Inputs
Tip: start with conservative cycle times and 100% peak load, then refine.
- Dirty change, showers, airlocks, clean change, drying.
- Optional equipment, supervisor, medical, and wastewater space.
- Module estimate using your preferred container size.
Example Data Table
| Scenario | Workers | Peak Window | Cycle | Lanes | Showers Provided | Estimated Total Area |
|---|---|---|---|---|---|---|
| Small crew turnover | 20 | 30 min | 6 min | 1 | 4 | ~45–60 m² |
| Medium crew turnover | 40 | 30 min | 7 min | 2 | 10 | ~90–120 m² |
| High peak demand | 70 | 25 min | 8 min | 3 | 24 | ~160–210 m² |
These examples are illustrative only; your inputs determine final results.
Formula Used
WastewaterStorage = PeakWater × SafetyFactor
How to Use This Calculator
- Enter your shift headcount and the busiest change window.

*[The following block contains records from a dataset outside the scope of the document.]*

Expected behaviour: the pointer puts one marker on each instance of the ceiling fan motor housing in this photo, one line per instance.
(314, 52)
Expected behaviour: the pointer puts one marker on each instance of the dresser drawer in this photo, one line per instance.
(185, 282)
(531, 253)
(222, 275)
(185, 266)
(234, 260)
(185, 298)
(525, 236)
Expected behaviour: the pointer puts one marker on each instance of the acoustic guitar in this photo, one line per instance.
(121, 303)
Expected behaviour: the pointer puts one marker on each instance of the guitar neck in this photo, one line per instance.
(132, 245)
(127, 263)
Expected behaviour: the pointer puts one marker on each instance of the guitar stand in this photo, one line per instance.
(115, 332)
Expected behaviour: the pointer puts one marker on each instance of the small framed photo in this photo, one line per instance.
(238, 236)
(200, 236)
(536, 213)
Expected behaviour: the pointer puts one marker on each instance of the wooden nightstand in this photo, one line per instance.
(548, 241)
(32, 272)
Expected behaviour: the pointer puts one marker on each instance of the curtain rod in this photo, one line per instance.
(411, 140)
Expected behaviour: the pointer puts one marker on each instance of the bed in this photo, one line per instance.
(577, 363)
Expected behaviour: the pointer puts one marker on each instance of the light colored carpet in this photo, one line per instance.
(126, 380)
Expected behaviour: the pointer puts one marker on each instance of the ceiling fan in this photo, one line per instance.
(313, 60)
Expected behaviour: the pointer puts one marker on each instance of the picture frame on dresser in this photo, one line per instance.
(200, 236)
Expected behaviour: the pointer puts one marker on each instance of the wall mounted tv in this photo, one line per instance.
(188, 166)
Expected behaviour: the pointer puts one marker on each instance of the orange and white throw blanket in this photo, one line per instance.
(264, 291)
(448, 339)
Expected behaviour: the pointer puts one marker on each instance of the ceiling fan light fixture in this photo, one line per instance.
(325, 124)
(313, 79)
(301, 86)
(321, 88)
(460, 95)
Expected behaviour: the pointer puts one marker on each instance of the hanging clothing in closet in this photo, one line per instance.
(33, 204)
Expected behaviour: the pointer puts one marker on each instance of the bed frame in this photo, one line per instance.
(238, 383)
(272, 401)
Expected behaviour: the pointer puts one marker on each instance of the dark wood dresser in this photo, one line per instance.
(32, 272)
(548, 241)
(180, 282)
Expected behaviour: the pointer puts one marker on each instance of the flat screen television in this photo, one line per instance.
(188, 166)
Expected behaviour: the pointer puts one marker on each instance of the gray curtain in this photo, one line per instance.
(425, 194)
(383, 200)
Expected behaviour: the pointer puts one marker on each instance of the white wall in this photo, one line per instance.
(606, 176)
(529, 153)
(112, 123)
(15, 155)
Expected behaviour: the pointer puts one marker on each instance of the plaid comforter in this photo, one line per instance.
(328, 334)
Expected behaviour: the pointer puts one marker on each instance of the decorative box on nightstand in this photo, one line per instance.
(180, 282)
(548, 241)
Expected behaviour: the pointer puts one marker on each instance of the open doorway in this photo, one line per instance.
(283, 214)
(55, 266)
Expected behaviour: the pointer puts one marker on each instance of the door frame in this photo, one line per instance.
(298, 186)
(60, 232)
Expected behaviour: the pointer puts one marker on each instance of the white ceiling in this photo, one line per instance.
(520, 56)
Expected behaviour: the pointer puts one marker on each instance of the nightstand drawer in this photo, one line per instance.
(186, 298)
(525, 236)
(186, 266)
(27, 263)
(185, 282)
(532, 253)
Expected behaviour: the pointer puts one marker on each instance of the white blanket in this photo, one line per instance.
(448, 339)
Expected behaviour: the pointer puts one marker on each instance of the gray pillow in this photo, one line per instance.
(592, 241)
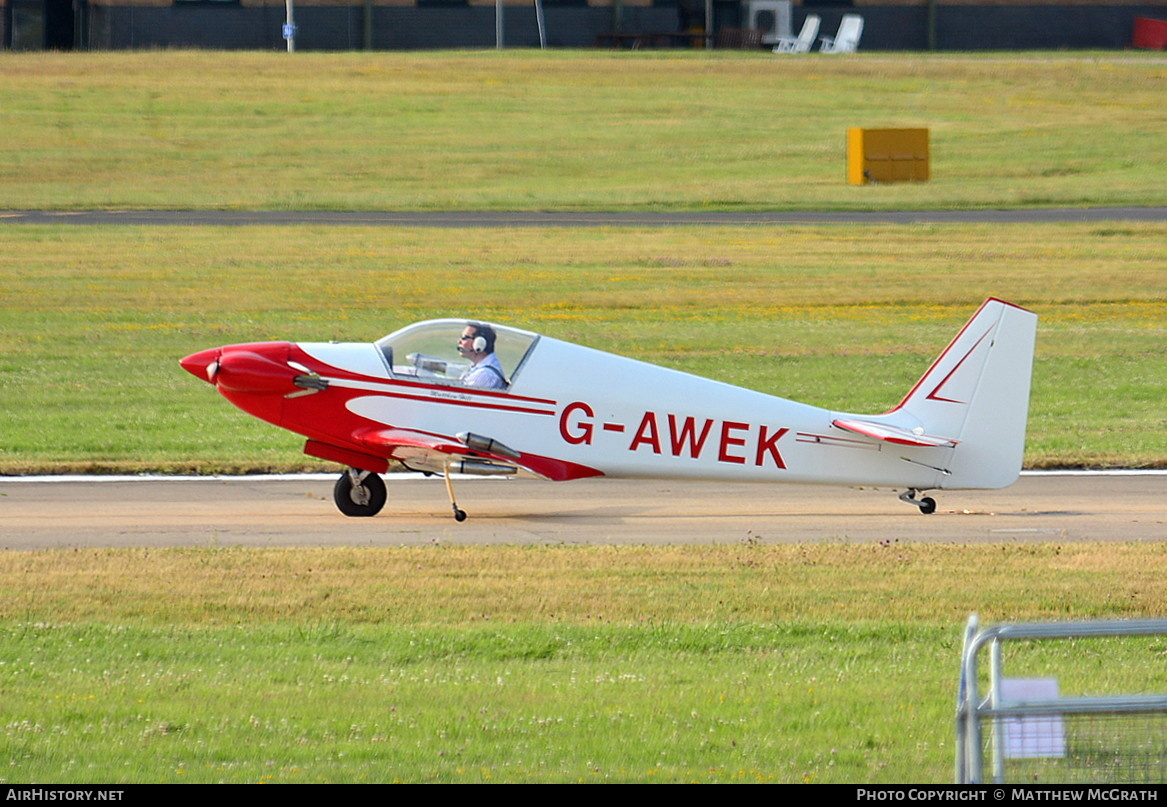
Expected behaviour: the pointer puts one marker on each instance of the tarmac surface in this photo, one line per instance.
(298, 511)
(575, 219)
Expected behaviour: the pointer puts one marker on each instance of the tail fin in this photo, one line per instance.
(977, 394)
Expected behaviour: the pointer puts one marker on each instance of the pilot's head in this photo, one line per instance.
(477, 339)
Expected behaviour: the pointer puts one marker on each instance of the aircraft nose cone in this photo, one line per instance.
(204, 364)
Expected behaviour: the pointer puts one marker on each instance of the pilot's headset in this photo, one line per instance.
(483, 338)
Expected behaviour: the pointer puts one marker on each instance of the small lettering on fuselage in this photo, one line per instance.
(733, 441)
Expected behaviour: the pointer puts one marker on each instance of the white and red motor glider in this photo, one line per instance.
(560, 411)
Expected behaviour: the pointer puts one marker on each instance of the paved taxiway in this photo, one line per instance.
(299, 512)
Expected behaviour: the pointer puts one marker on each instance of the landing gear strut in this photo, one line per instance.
(360, 493)
(927, 505)
(459, 514)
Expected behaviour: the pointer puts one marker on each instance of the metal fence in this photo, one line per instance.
(1025, 731)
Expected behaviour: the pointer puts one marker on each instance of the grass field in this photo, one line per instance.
(745, 662)
(571, 130)
(742, 662)
(92, 321)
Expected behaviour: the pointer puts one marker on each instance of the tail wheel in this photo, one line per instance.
(360, 493)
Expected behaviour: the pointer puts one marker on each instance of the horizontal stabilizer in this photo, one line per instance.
(893, 434)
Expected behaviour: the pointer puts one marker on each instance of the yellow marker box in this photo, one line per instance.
(887, 155)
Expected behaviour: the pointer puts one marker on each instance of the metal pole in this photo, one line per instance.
(289, 26)
(543, 27)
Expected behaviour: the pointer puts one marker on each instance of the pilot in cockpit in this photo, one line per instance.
(477, 344)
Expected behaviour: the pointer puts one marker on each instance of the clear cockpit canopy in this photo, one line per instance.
(428, 350)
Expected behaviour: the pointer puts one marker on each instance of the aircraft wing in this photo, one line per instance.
(433, 453)
(893, 434)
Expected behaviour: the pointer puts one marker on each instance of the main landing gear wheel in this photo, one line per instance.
(360, 493)
(927, 505)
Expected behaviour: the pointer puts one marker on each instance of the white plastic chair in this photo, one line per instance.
(846, 39)
(801, 43)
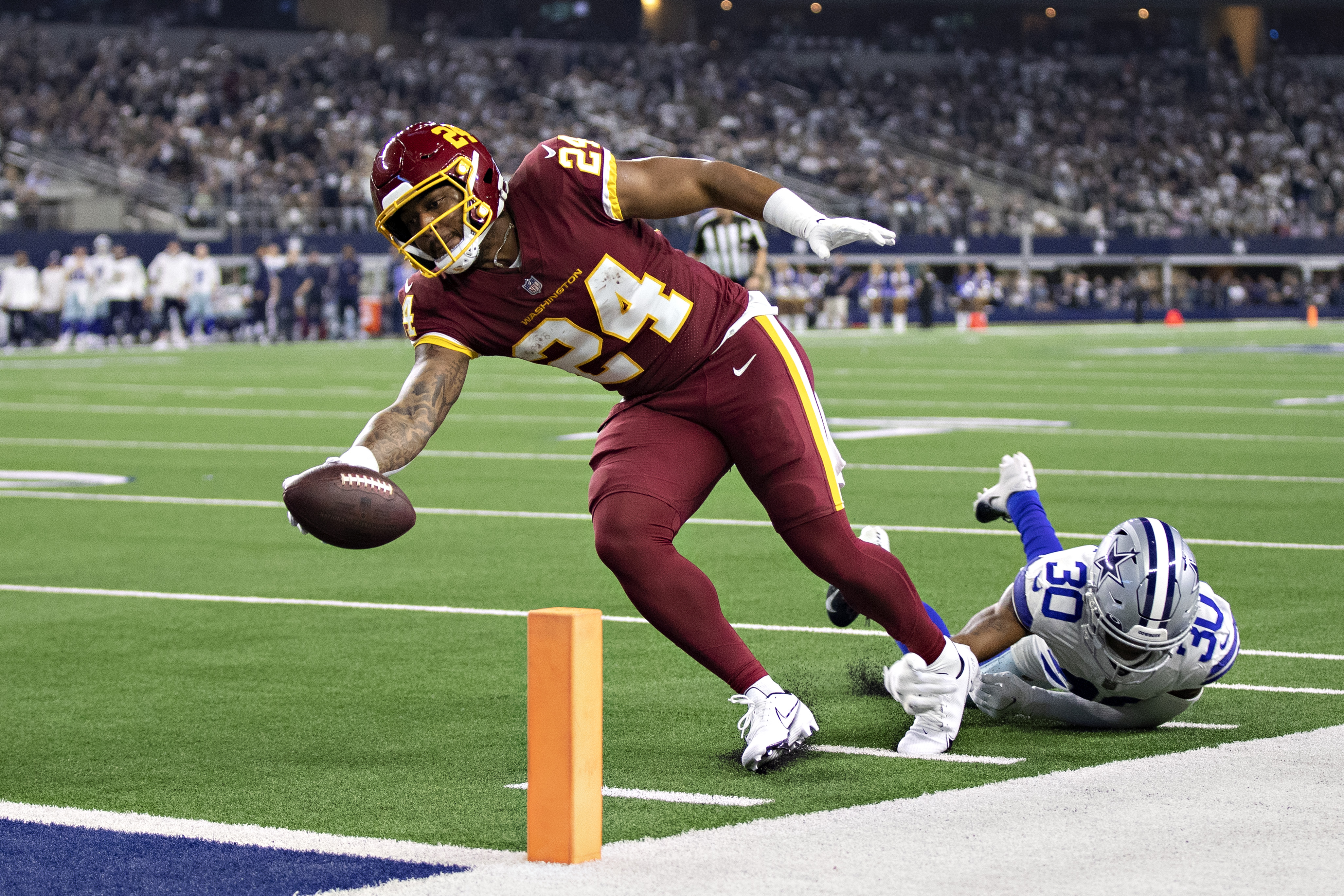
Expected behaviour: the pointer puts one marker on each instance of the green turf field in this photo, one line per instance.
(409, 725)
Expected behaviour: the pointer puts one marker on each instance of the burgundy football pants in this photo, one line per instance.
(658, 460)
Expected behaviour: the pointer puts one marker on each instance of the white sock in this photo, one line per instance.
(767, 686)
(949, 657)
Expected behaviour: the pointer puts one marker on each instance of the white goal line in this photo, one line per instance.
(585, 518)
(584, 458)
(488, 612)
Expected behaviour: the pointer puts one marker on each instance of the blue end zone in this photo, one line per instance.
(56, 860)
(937, 621)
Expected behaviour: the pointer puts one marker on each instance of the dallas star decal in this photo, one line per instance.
(1109, 565)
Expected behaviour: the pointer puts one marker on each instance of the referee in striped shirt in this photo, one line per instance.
(733, 245)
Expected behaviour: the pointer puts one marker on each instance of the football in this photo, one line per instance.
(350, 507)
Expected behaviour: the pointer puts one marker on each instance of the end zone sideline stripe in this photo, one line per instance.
(252, 835)
(893, 754)
(672, 797)
(484, 612)
(545, 515)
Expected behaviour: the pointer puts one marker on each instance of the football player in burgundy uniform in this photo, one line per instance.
(557, 266)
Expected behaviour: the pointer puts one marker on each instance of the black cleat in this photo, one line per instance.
(838, 609)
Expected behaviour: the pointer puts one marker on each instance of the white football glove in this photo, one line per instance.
(834, 233)
(914, 687)
(1000, 694)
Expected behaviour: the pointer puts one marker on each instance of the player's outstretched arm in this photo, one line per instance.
(666, 187)
(993, 631)
(1004, 694)
(403, 430)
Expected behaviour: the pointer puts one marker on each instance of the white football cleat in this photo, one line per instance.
(1015, 475)
(772, 725)
(935, 695)
(875, 535)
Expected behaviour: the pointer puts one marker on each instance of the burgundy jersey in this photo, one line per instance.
(595, 295)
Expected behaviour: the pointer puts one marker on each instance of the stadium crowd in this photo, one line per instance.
(1166, 143)
(109, 299)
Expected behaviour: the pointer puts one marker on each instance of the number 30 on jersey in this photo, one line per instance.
(624, 305)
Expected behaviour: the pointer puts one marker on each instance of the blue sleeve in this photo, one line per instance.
(1038, 536)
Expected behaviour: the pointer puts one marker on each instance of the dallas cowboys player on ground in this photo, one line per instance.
(1116, 636)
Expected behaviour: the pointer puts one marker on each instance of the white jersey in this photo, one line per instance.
(126, 280)
(19, 288)
(99, 268)
(171, 275)
(1049, 602)
(79, 278)
(53, 289)
(204, 276)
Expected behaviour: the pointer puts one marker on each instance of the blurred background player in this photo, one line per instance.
(124, 291)
(902, 291)
(349, 275)
(261, 278)
(170, 280)
(80, 312)
(201, 295)
(316, 275)
(875, 295)
(732, 245)
(1124, 635)
(791, 297)
(836, 285)
(53, 297)
(100, 275)
(19, 295)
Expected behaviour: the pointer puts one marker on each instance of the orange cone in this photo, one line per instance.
(564, 735)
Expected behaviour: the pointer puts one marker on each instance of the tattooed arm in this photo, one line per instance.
(993, 631)
(401, 432)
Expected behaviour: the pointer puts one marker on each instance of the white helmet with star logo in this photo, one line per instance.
(1141, 596)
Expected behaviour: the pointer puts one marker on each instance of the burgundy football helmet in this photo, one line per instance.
(426, 156)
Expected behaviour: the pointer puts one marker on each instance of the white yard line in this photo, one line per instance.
(1273, 690)
(672, 797)
(525, 456)
(1271, 808)
(893, 754)
(279, 449)
(544, 515)
(256, 836)
(1291, 655)
(1197, 725)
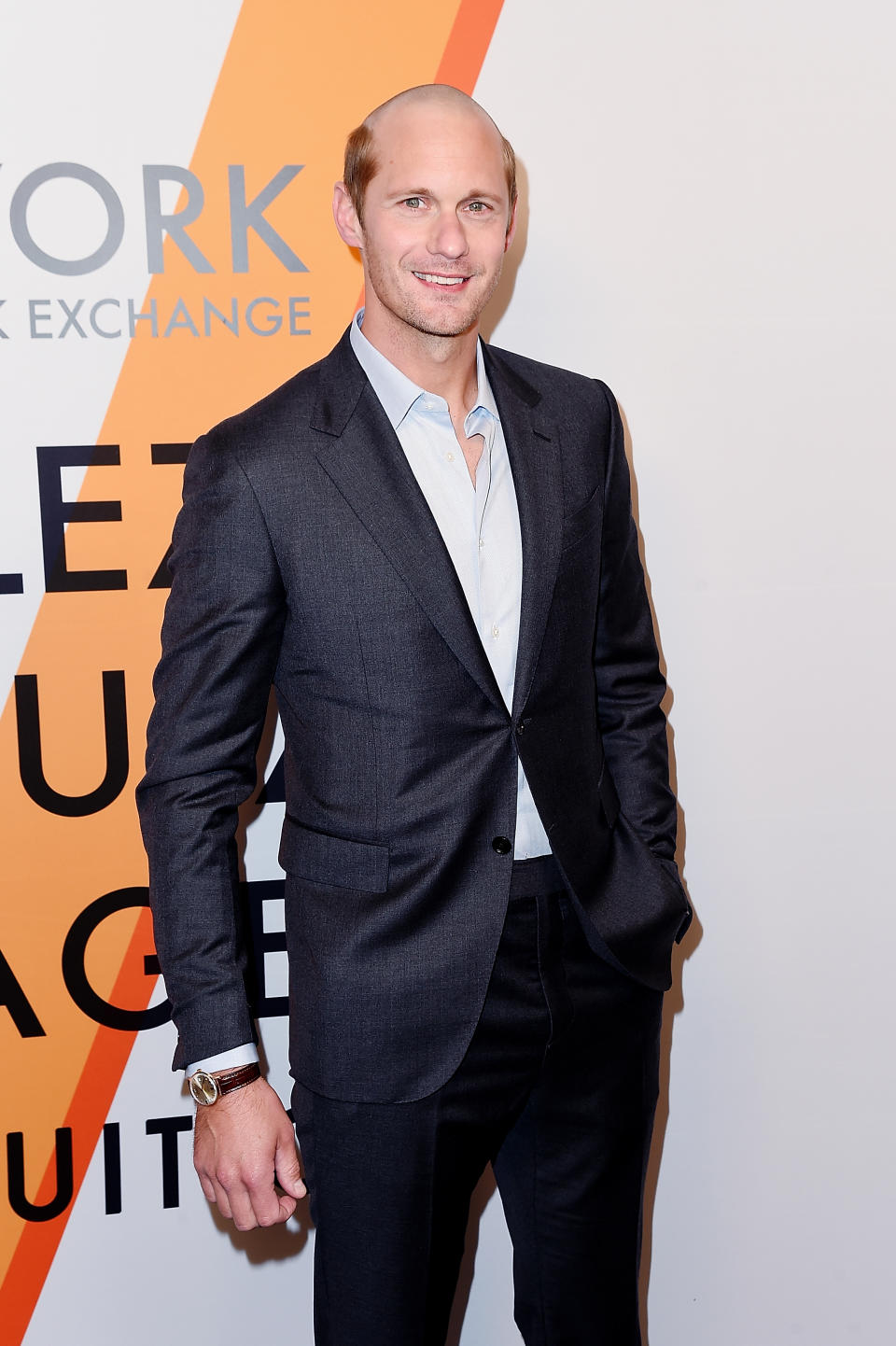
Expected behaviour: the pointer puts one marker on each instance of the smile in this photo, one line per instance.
(441, 280)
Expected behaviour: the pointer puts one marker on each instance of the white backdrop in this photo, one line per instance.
(709, 226)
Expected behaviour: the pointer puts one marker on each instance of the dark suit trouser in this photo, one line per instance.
(557, 1090)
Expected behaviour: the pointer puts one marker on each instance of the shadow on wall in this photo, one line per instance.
(674, 1002)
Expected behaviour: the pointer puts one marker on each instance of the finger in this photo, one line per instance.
(287, 1169)
(204, 1182)
(241, 1208)
(265, 1202)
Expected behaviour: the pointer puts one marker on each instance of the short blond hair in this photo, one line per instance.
(361, 161)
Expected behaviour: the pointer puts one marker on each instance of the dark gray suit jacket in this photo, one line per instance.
(305, 556)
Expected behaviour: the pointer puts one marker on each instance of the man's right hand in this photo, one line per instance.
(241, 1144)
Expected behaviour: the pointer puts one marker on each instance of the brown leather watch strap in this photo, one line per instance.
(238, 1078)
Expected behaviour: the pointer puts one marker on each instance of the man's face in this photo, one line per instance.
(435, 219)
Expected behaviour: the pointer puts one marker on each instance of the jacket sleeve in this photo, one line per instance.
(219, 646)
(630, 684)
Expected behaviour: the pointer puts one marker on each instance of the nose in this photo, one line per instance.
(447, 237)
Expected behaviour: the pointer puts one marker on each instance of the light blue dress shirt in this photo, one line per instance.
(479, 526)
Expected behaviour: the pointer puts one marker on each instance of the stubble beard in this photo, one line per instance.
(426, 320)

- Set conservative cycle times for showers and changing stages.
- Choose lanes and per-person areas matching your PPE level.
- Enable optional rooms for equipment, monitoring, or first aid.
- Click Calculate to see results above the form.
- Use Download CSV/PDF to save and share outputs.
1) Why decon unit sizing matters on active sites
Decontamination units protect workers, the public, and downstream trades by controlling the transition from “dirty” to “clean” zones. Under-sizing increases queue time, drives shortcut behavior, and raises cross-contamination risk. Over-sizing wastes footprint, utilities, and setup costs. This calculator balances throughput, privacy options, and circulation allowances to estimate a practical area for planning, scheduling, and layout.
2) Throughput: linking people, time, and showers
Peak turnover is defined by how many people must pass through in a limited change window. If 40 workers may exit within 30 minutes, average demand is 1.33 people per minute. With a 7‑minute shower cycle, the unit needs roughly (40×7)/30 ≈ 9.3 shower positions, rounded up for reliability and split across lanes to reduce congestion.
3) Occupancy drives changing and drying space
Changing rooms are sized by simultaneous occupancy rather than total headcount. The calculator estimates occupancy using PeoplePerMinute × StageMinutes, then multiplies by area per person. For example, 1.33 people/min and 4 minutes of dirty change implies about 6 people present at once. Applying a circulation factor (often 1.20–1.35) adds aisles, door clearance, and supervision space.
4) Airlocks and optional rooms affect the footprint
Transition points typically include an entry airlock, a shower interface, and an exit airlock. These are essential for pressure control, signage, and PPE handling. Optional rooms—equipment storage, supervisor/monitor space, medical/first‑aid, and wastewater service—can add meaningful area but improve operations, compliance, and emergency readiness.
5) Water and wastewater planning for utilities
Water demand during peak is calculated from shower flow and water-on minutes, then wastewater storage is increased with a safety factor. This helps estimate tank/service area and highlights utility constraints early on. For higher-risk tasks, increase cycle time, improve segregation, and verify requirements with project safety plans and local regulations.
FAQs
1) How do I choose the peak change window?
Use the shortest realistic period when most workers will decon, often shift end or a break. If uncertain, start with 20–30 minutes and adjust after observing actual queues.
2) Should I size showers for the full cycle or water-on time?
Size showers using full cycle time (entry, wash, exit, reset). Use water-on time only for utility planning so you do not under-provide shower positions.
3) What circulation factor should I use?
For tight units, use 1.20. For higher PPE, more supervision, or wheelchair access, use 1.30–1.40. Increase further if you have wide aisles or equipment staging.
4) When should I enable separate gender changing?
Enable it when privacy requirements apply and you cannot schedule separate usage. It duplicates changing and drying areas, but it can reduce conflict and improve compliance.
5) Do lanes replace extra showers?
No. Lanes spread traffic, reduce bottlenecks, and improve flow, but shower count is still driven by peak people, cycle minutes, and the peak window.
6) How is wastewater storage estimated?
Peak water equals peak people × shower flow × water-on minutes. Storage then applies a safety factor for surges, tank ullage, and operational buffer. Confirm disposal capacity and treatment requirements.
7) Is this calculator suitable for final design?
It is a planning tool for early layouts and budgeting. Final design should confirm ventilation, pressure regimes, egress, accessibility, contamination controls, and any project-specific standards.